Changelog¶
Research milestones and instrument changes. This is a research changelog, not a software release log.
2026-03-28 --- Confound Controls Machinery (PR #31)¶
Signed asymmetry null (head-level, two-sided primary), length-matched analysis (pair-restricted null), unanimous-only analysis. New modules: matching.py, selection.py. Baseline deviation diagnostic. 401 CPU tests. Code built and tested; not yet run on 400-sample data.
2026-03-28 --- 400-Sample Replication, Recurrence Count Dead¶
400-sample TruthfulQA run with 3-Opus-reviewer majority-vote labels (88.5% unanimous). 282 correct, 68 incorrect, 50 ambiguous. Recurrence null at |d|>0.5: zero recurring heads. The 40-sample pilot's 342-head count was small-n inflation. D-landscape: max |d|=0.58, mean |d|=0.134, 83.4% negative (incorrect PE > correct PE). Direction reversed from pilot. Observed pattern, not validated result --- asymmetry null machinery built in PR #31, not yet run.
2026-03-27 --- Analysis Module + Infrastructure (PRs #28, #29)¶
PR #28: PE recurrence null analysis module. Types, eligibility, recurrence, permutation, loader, report. Shared stats extraction (Cohen's d to stats/effect_size.py). 5 audit rounds. 309 CPU tests.
PR #29: D-matrix persistence and numpy vectorization. compute_d_matrix(), summarize_d_matrix(), DLandscape type. StepRecord boundary parsing. Prep module (prepare_series_data + compute_pe_bundle). Full-grid denominator accounting. 345 CPU tests.

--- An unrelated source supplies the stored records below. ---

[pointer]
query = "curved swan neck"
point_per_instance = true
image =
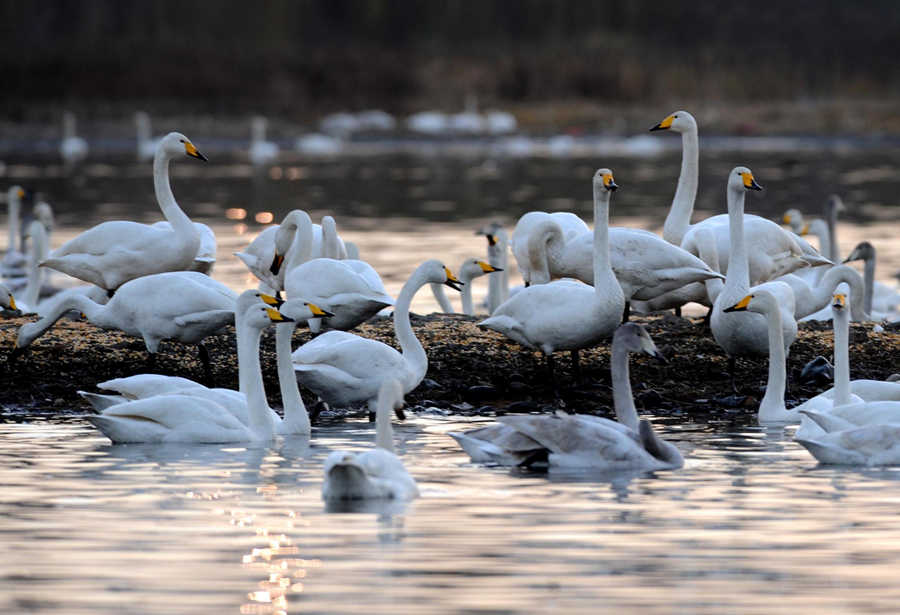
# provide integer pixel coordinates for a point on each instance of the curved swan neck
(841, 357)
(295, 416)
(623, 402)
(410, 346)
(250, 379)
(679, 218)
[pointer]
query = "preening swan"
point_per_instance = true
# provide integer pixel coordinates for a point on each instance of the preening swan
(564, 440)
(376, 473)
(470, 269)
(567, 314)
(766, 303)
(743, 334)
(190, 418)
(112, 253)
(344, 369)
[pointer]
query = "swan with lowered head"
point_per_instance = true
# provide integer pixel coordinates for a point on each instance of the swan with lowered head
(181, 305)
(766, 303)
(737, 333)
(470, 269)
(577, 440)
(112, 253)
(567, 314)
(376, 473)
(296, 419)
(189, 418)
(343, 369)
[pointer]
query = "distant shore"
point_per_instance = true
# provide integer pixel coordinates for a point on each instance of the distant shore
(471, 372)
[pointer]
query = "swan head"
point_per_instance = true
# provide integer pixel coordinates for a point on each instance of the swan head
(680, 122)
(864, 251)
(636, 339)
(604, 178)
(741, 178)
(175, 144)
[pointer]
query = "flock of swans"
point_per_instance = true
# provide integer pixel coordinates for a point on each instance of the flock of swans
(757, 278)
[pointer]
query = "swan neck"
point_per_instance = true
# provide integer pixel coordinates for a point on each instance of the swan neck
(412, 350)
(841, 357)
(679, 218)
(623, 402)
(250, 379)
(295, 416)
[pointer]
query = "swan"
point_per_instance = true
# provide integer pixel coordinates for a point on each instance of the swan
(766, 303)
(296, 419)
(376, 473)
(773, 250)
(350, 289)
(261, 152)
(567, 314)
(565, 440)
(742, 334)
(183, 305)
(112, 253)
(205, 259)
(196, 419)
(880, 300)
(342, 368)
(72, 148)
(146, 143)
(469, 269)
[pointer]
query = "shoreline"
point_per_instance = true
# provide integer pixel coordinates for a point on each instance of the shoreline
(471, 372)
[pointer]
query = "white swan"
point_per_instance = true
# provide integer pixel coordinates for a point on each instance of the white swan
(567, 314)
(296, 419)
(773, 250)
(112, 253)
(764, 302)
(72, 148)
(376, 473)
(146, 143)
(469, 269)
(197, 419)
(743, 334)
(261, 152)
(880, 300)
(184, 305)
(344, 369)
(564, 440)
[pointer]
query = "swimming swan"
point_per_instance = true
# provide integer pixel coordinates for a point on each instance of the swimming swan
(343, 368)
(196, 419)
(376, 473)
(564, 440)
(112, 253)
(469, 269)
(567, 314)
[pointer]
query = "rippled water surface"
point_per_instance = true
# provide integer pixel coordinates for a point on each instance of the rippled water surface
(750, 524)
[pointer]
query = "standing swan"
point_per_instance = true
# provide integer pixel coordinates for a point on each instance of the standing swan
(188, 418)
(376, 473)
(564, 440)
(343, 368)
(567, 314)
(112, 253)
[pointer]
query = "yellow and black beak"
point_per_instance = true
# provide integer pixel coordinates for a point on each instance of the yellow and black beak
(276, 316)
(749, 182)
(191, 150)
(317, 311)
(452, 280)
(487, 267)
(665, 124)
(740, 306)
(275, 267)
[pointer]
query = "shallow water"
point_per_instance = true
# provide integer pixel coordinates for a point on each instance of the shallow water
(750, 524)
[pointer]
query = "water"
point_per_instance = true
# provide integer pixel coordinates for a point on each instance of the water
(750, 524)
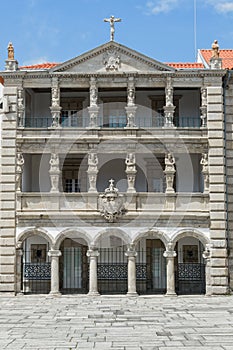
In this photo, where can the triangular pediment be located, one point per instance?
(111, 57)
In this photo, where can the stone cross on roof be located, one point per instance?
(112, 21)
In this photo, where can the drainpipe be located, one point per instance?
(225, 87)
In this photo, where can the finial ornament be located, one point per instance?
(112, 21)
(10, 49)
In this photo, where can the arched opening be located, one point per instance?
(112, 267)
(190, 266)
(150, 266)
(73, 266)
(35, 265)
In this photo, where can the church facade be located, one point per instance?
(116, 176)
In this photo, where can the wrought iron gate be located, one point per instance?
(35, 272)
(73, 268)
(151, 268)
(112, 270)
(190, 278)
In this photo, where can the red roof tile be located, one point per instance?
(225, 55)
(40, 66)
(186, 65)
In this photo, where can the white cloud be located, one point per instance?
(221, 6)
(161, 6)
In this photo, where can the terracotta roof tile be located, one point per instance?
(40, 66)
(226, 55)
(186, 65)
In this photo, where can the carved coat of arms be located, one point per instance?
(111, 203)
(111, 60)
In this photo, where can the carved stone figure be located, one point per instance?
(111, 60)
(111, 203)
(215, 49)
(19, 170)
(112, 21)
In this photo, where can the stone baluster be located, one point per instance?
(19, 171)
(19, 254)
(92, 171)
(131, 108)
(169, 172)
(55, 104)
(131, 254)
(207, 256)
(93, 109)
(54, 255)
(203, 107)
(170, 255)
(131, 171)
(54, 172)
(93, 254)
(205, 172)
(169, 108)
(20, 107)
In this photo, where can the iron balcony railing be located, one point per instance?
(118, 122)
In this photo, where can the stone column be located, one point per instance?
(131, 254)
(205, 172)
(131, 171)
(54, 172)
(20, 107)
(92, 171)
(55, 104)
(54, 254)
(93, 109)
(169, 108)
(93, 254)
(207, 256)
(19, 254)
(19, 171)
(169, 172)
(170, 255)
(131, 108)
(203, 107)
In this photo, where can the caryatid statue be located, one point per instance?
(112, 21)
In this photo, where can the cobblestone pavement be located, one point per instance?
(116, 322)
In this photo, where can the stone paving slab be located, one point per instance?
(116, 323)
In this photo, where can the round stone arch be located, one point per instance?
(156, 234)
(115, 232)
(189, 233)
(34, 232)
(71, 233)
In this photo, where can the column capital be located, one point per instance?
(54, 253)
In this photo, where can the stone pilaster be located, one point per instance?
(170, 256)
(54, 172)
(131, 254)
(93, 109)
(7, 190)
(169, 108)
(131, 171)
(55, 104)
(93, 254)
(54, 255)
(217, 190)
(92, 171)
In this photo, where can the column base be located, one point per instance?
(93, 294)
(132, 294)
(170, 294)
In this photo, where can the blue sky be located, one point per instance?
(56, 31)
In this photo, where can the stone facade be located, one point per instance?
(158, 132)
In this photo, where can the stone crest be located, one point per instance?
(111, 203)
(111, 60)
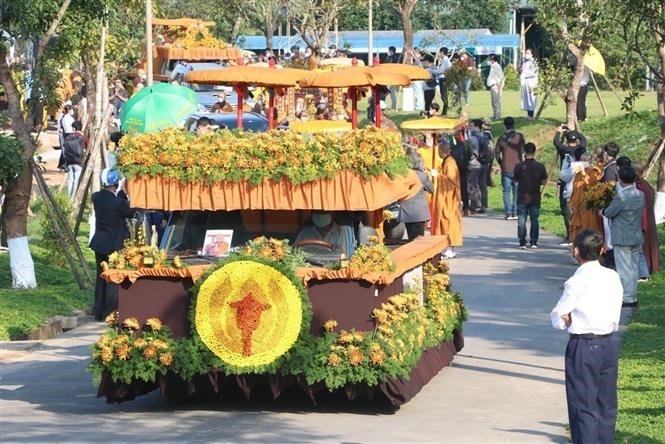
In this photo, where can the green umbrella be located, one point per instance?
(157, 107)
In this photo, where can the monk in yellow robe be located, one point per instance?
(447, 214)
(581, 218)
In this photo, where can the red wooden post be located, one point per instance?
(377, 106)
(240, 91)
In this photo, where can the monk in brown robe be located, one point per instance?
(581, 218)
(447, 215)
(650, 247)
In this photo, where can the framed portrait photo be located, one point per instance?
(217, 243)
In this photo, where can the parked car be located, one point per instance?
(207, 95)
(250, 121)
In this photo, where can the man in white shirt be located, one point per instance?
(589, 308)
(495, 82)
(444, 66)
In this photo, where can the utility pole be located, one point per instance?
(148, 40)
(370, 37)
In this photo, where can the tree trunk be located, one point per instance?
(237, 24)
(574, 88)
(269, 31)
(18, 193)
(659, 209)
(90, 91)
(407, 30)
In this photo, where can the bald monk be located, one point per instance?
(581, 218)
(447, 204)
(650, 248)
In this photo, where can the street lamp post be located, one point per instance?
(148, 41)
(370, 38)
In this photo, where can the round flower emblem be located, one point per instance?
(248, 313)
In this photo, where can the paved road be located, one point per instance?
(506, 386)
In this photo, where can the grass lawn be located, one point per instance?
(641, 416)
(21, 311)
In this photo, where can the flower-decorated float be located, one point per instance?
(379, 320)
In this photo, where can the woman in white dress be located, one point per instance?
(418, 93)
(528, 83)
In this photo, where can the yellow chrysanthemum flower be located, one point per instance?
(166, 359)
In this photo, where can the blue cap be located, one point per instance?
(110, 177)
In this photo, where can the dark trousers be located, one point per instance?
(483, 182)
(533, 212)
(429, 97)
(106, 294)
(443, 90)
(591, 388)
(415, 229)
(581, 103)
(565, 212)
(473, 177)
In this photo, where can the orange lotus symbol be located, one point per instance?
(248, 317)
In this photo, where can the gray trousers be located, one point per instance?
(625, 258)
(495, 93)
(473, 187)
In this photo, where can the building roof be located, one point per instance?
(481, 39)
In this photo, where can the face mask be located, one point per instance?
(321, 220)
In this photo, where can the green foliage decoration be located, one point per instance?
(405, 327)
(277, 155)
(129, 351)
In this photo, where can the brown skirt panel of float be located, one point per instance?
(350, 303)
(216, 385)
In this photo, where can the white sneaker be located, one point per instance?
(449, 254)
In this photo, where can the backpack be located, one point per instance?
(471, 152)
(73, 150)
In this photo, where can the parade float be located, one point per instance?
(378, 322)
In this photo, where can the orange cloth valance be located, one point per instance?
(346, 191)
(174, 53)
(405, 258)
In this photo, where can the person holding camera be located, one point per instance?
(111, 212)
(495, 82)
(429, 89)
(572, 143)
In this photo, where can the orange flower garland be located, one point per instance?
(234, 156)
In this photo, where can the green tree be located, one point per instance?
(643, 28)
(313, 19)
(460, 14)
(37, 21)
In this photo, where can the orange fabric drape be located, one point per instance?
(347, 191)
(405, 258)
(173, 53)
(448, 201)
(118, 276)
(579, 217)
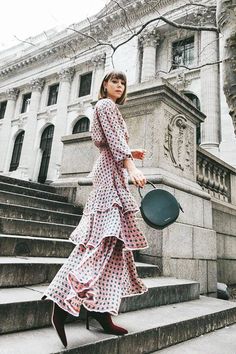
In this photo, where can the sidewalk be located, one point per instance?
(222, 341)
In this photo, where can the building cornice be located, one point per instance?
(102, 25)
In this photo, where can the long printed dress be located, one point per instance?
(101, 270)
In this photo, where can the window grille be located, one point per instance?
(183, 52)
(17, 151)
(85, 84)
(53, 93)
(26, 103)
(81, 126)
(3, 106)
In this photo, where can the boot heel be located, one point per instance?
(87, 320)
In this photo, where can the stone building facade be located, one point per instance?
(47, 87)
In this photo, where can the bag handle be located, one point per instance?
(139, 188)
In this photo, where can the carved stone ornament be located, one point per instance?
(49, 116)
(99, 60)
(20, 123)
(149, 38)
(206, 16)
(179, 140)
(12, 94)
(66, 74)
(37, 84)
(181, 82)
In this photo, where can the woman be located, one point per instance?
(101, 270)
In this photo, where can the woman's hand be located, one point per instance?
(137, 177)
(138, 154)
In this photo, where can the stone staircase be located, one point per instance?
(35, 224)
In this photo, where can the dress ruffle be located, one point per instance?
(96, 278)
(101, 269)
(93, 228)
(104, 197)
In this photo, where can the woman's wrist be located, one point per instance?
(129, 164)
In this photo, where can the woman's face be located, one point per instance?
(115, 88)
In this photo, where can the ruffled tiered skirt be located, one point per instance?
(101, 269)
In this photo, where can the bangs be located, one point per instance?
(119, 75)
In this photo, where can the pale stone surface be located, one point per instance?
(204, 243)
(187, 268)
(211, 276)
(226, 270)
(230, 247)
(178, 241)
(207, 214)
(220, 245)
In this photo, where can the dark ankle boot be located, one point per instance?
(106, 322)
(58, 320)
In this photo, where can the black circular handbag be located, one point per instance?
(159, 208)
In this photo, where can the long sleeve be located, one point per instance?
(107, 116)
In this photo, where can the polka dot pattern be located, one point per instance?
(101, 269)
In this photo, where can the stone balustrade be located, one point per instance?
(214, 175)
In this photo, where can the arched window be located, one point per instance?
(17, 151)
(45, 146)
(194, 99)
(81, 126)
(196, 103)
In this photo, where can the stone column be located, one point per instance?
(149, 41)
(5, 135)
(210, 87)
(99, 62)
(29, 150)
(65, 76)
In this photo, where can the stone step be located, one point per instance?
(149, 330)
(23, 200)
(24, 302)
(23, 227)
(13, 245)
(36, 214)
(7, 187)
(27, 184)
(222, 341)
(22, 271)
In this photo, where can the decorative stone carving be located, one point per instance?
(205, 16)
(178, 144)
(49, 116)
(20, 122)
(181, 82)
(12, 94)
(66, 74)
(213, 177)
(149, 38)
(99, 60)
(37, 84)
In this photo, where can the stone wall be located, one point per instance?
(224, 223)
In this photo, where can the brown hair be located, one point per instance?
(113, 75)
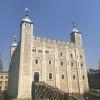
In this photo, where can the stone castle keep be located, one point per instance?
(58, 63)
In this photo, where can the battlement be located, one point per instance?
(51, 41)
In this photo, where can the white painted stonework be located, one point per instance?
(64, 60)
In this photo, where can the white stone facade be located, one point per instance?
(58, 63)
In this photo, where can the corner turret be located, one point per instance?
(13, 47)
(76, 35)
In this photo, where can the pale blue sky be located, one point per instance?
(52, 19)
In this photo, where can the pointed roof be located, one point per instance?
(26, 19)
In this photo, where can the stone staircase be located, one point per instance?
(43, 91)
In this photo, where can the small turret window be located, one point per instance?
(83, 77)
(49, 62)
(50, 75)
(62, 76)
(81, 65)
(61, 54)
(73, 76)
(61, 63)
(36, 61)
(71, 55)
(72, 64)
(80, 56)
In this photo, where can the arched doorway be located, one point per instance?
(36, 77)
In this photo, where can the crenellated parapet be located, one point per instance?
(50, 41)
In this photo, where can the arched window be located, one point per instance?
(49, 62)
(50, 75)
(36, 77)
(73, 76)
(80, 56)
(72, 64)
(36, 61)
(61, 63)
(62, 76)
(83, 77)
(81, 65)
(71, 55)
(61, 54)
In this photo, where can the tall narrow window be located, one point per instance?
(73, 76)
(50, 75)
(81, 65)
(36, 61)
(61, 54)
(72, 64)
(49, 62)
(81, 56)
(71, 55)
(83, 77)
(61, 63)
(62, 76)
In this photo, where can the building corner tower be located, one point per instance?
(82, 78)
(20, 68)
(25, 72)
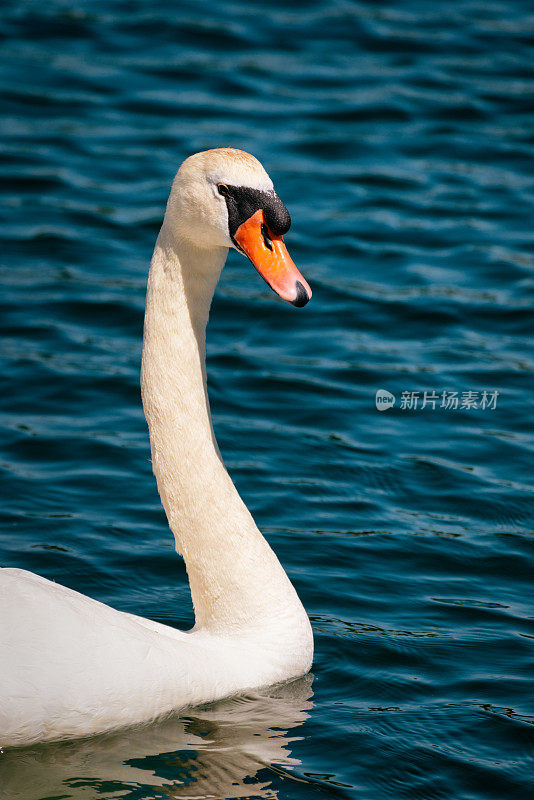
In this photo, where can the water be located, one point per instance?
(400, 135)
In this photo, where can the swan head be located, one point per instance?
(224, 198)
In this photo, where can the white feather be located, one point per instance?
(71, 666)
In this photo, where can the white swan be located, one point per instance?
(71, 666)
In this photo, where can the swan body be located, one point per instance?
(71, 666)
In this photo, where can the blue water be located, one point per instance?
(401, 137)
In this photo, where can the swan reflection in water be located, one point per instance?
(213, 751)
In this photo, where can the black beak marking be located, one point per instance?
(302, 296)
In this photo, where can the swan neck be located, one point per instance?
(235, 578)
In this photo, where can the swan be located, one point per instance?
(71, 666)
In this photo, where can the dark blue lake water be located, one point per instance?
(401, 137)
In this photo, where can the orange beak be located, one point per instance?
(269, 255)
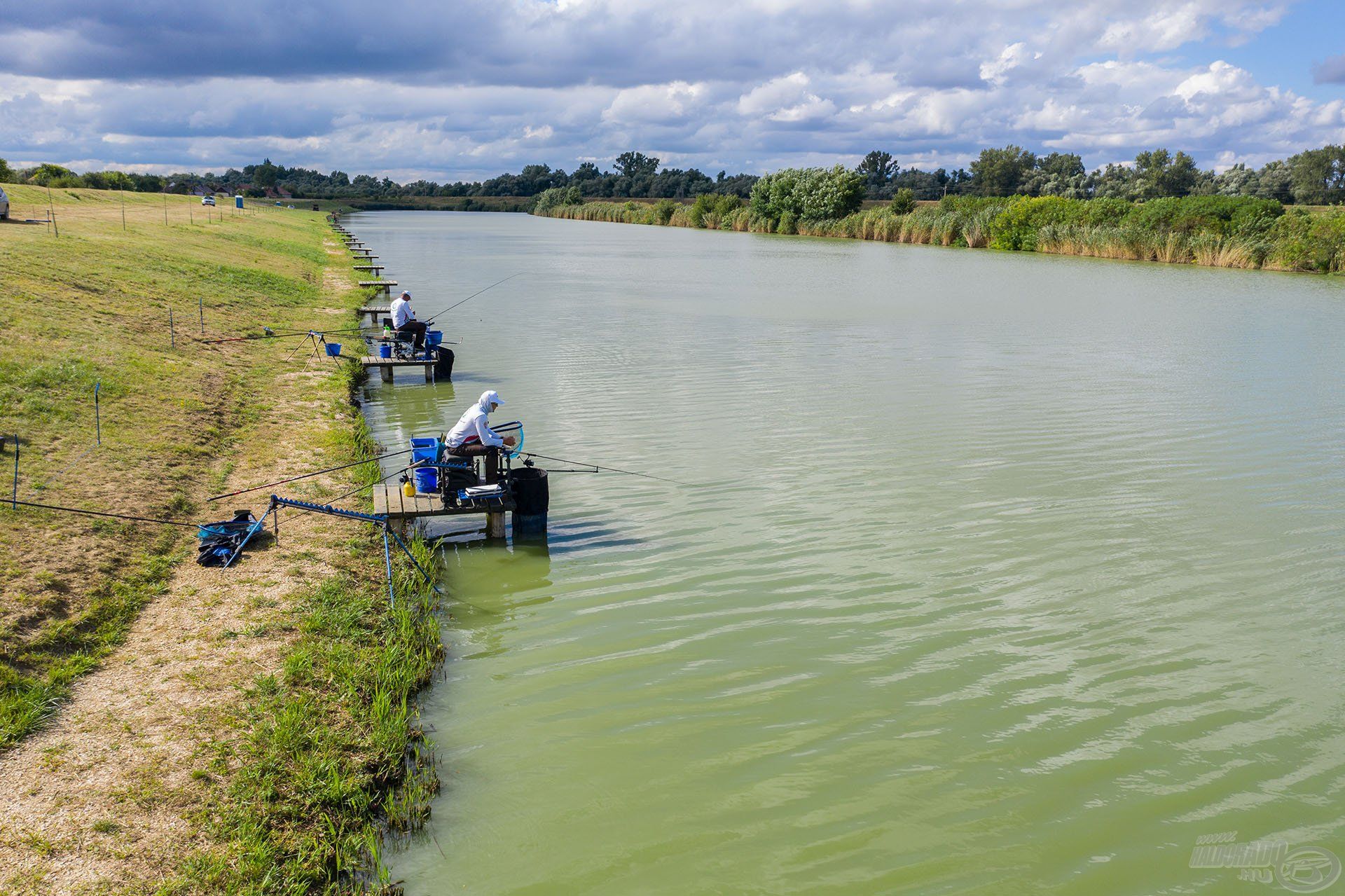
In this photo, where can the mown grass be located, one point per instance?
(327, 752)
(308, 766)
(1273, 240)
(317, 763)
(88, 303)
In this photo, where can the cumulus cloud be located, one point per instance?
(481, 86)
(1330, 70)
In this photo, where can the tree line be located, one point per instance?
(1314, 177)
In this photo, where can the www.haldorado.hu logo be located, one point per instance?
(1308, 869)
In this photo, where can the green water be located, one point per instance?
(998, 574)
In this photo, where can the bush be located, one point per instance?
(50, 175)
(904, 202)
(555, 198)
(710, 209)
(663, 210)
(808, 194)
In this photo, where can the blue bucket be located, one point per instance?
(425, 450)
(427, 479)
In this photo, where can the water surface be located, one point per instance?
(998, 574)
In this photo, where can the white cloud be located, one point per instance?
(739, 86)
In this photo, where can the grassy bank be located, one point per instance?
(420, 203)
(1206, 230)
(89, 304)
(296, 724)
(318, 760)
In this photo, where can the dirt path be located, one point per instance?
(102, 799)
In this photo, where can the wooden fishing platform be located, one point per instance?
(389, 499)
(384, 286)
(404, 511)
(387, 365)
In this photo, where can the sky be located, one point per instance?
(469, 89)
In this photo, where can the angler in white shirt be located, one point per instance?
(404, 321)
(472, 435)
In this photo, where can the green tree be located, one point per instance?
(1001, 172)
(637, 165)
(265, 175)
(50, 175)
(1162, 174)
(877, 169)
(903, 202)
(1318, 177)
(1276, 182)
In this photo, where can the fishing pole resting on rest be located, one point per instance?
(600, 469)
(428, 322)
(269, 485)
(272, 334)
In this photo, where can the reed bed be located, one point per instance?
(1219, 232)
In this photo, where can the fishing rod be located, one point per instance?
(272, 334)
(368, 460)
(471, 296)
(596, 467)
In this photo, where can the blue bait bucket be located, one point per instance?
(425, 450)
(427, 479)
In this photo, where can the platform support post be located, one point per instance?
(495, 526)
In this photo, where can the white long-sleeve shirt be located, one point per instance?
(474, 422)
(401, 311)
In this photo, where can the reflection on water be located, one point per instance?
(997, 574)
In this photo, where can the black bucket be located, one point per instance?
(532, 499)
(443, 364)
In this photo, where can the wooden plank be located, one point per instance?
(374, 361)
(390, 501)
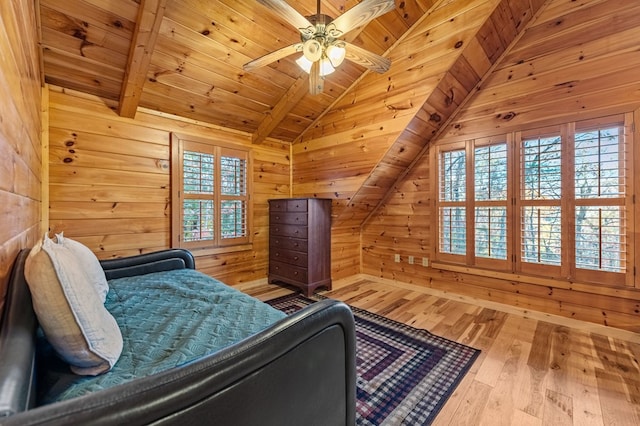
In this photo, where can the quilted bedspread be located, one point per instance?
(167, 319)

2026-03-25 --- Pilot Complete, Grand Mean Dead¶
40-sample TruthfulQA pilot with 3-reviewer majority-vote labels (92% unanimous). Grand-mean SAD does not separate correct from incorrect (0.006 gap on ~0.30 baseline). Per-head PE on first-differenced trajectories shows structural signal: 338/1024 heads with |d|>0.5 across 3+ (mode, segment) combos. 4.6:1 directional asymmetry. Shadow scorer dead (10% agreement with human reviewers). Gate 3 redesigned around synthetic HMM benchmarks.
2026-03-24 --- Gate 2 Passes¶
50 consecutive generations with full instrumentation. Zero VRAM creep (0.0 MiB spread). CPU RSS growth 0.7 MiB. Provenance round-trip validated.
2026-03-24 --- Gates 0 and 1 Pass¶
Instrument verified on Mistral-7B-Instruct-v0.2 (fp16, eager, revision-pinned). Gate 0: bit-identical tokens and logits. Gate 1: cosine >= 0.999996, relative L2 <= 0.002759 across 2240 records.
2026-03-24 --- Milestones A + B Complete¶
Core math, types, I/O, mock hooks, temporal analysis. 237 CPU tests passing.